The practice of meditation may positively affect your health in many ways. It is relaxing and soothing, and has been found to reduce stress and pain, lower blood pressure and even improve memory.
In fact, meditation has been shown to increase gray matter in the brain. Gray matter contains neuron cell bodies.
As you age, gray matter declines, which negatively impacts memory and cognition.
Meditation and relaxation techniques have been shown to improve short-term memory in people of all ages, from people in their 20s to older adults.
Spatial working memory is the ability to hold and process information in your mind about the positions of objects in space.
Just as physical exercise strengthens your bones and muscles, this sort of mental exercise can build your mind and memory.
Exercise is important for overall physical and mental health.
Research has established that it’s beneficial for the brain and may help improve memory in people of all ages, from children to older adults.
For example, a study of 144 people aged 19 to 93 showed that a single bout of 15 minutes of moderate exercise on a stationary bike led to improved cognitive performance, including memory, across all ages.
Many studies have shown exercise may increase the secretion of neuroprotective proteins and improve the growth and development of neurons, leading to improved brain health.
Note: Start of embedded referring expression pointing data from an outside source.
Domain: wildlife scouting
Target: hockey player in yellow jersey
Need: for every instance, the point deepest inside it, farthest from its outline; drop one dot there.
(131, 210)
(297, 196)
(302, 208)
Regular exercise in midlife is also associated with a decreased risk of developing dementia later in life.
Get Enough Sleep
Lack of proper sleep has been associated with poor memory for quite some time. Sleep plays an important role in memory consolidation, a process in which short-term memories are strengthened and transformed into long-lasting memories. One study looked at the effects of sleep in 40 children between ages 10 and 14 years. One group of children was trained for memory tests in the evening, then tested the following morning after a night’s sleep. The other group was trained and tested on the same day, with no sleep between training and testing. The group that slept between training and testing performed 20% better on the memory tests.
Health experts recommend adults get between 7 and 9 hours of sleep each night for optimal health.